La Cour suprême des États-Unis a rendu mardi 31 mars 2026 une décision historique par 8 voix contre 1, jugeant que la loi du Colorado interdisant les « thérapies de conversion » pour les mineurs LGBTQ+ constitue une régulation de la parole fondée sur le point de vue et viole ainsi le Premier Amendement de la Constitution américaine.

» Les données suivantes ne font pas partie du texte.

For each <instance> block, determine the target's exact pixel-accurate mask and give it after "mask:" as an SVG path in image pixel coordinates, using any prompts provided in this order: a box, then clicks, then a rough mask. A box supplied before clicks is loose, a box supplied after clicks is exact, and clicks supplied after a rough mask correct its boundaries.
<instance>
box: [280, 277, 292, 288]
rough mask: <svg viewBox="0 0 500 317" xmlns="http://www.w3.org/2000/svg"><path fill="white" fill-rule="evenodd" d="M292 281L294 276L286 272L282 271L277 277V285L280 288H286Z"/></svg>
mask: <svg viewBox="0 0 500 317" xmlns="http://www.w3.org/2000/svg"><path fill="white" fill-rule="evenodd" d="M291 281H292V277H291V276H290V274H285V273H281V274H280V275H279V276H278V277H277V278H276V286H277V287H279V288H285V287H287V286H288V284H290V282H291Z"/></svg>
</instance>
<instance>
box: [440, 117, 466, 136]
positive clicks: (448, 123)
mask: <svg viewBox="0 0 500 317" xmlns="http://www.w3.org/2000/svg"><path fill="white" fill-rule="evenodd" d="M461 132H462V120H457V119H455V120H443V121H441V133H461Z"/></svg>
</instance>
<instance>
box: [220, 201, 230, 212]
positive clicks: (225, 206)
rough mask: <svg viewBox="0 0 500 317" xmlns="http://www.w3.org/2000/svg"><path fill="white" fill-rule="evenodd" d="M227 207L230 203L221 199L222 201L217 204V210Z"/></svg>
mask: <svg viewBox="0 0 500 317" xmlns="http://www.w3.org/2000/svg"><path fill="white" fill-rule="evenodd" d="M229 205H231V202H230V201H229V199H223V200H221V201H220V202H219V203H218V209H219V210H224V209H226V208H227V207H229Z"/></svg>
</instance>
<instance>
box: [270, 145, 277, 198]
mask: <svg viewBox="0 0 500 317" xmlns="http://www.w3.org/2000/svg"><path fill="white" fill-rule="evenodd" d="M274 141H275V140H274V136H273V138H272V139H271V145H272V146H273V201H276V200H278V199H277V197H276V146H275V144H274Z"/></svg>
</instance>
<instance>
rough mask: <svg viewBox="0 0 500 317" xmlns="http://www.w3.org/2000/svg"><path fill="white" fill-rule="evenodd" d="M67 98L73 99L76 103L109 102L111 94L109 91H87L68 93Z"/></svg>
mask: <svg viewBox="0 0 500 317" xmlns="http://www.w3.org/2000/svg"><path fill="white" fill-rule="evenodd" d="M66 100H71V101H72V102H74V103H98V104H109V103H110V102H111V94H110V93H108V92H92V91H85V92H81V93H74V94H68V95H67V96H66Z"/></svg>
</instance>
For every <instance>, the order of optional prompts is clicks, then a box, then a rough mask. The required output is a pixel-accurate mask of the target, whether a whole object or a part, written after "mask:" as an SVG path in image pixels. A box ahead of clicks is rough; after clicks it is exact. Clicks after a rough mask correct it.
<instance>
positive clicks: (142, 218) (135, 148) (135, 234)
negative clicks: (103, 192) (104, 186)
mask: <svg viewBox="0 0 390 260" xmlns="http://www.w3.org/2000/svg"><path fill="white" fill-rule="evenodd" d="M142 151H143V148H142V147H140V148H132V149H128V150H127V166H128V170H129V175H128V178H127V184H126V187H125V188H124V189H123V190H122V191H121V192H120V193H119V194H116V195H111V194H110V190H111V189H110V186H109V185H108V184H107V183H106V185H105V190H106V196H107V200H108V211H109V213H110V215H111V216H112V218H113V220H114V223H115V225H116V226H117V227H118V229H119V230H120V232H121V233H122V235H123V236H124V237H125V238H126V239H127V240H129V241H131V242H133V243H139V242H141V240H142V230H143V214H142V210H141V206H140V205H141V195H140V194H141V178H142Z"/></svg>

L'affaire opposait une conseillère chrétienne de Denver au procureur général du Colorado. La plaignante arguait que la loi l'empêchait d'exercer son métier de conseil par la parole en accord avec ses convictions religieuses. La majorité de la Cour a estimé que l'interdiction régulait le contenu de la parole plutôt qu'une pratique médicale.

Le Colorado est l'un des 24 États américains et le district de Columbia qui interdisent la pratique controversée des thérapies de conversion sur les mineurs. Ces pratiques, visant à modifier l'orientation sexuelle ou l'identité de genre, sont qualifiées de « discréditées » par toutes les grandes organisations médicales américaines, dont l'American Medical Association et l'American Psychological Association.

La décision pourrait avoir des répercussions en cascade, remettant en question des lois similaires dans l'ensemble du pays. Les organisations de défense des droits LGBTQ+ ont vivement dénoncé la décision, tandis que les groupes religieux conservateurs l'ont saluée comme une victoire pour la liberté religieuse et la liberté d'expression.

La seule voix dissidente sur les 9 juges n'a pas été immédiatement identifiée dans les comptes-rendus initiaux. Cette quasi-unanimité (8-1) souligne la portée constitutionnelle de la décision, qui touche au conflit fondamental entre la protection des mineurs et la liberté d'expression dans le système juridique américain.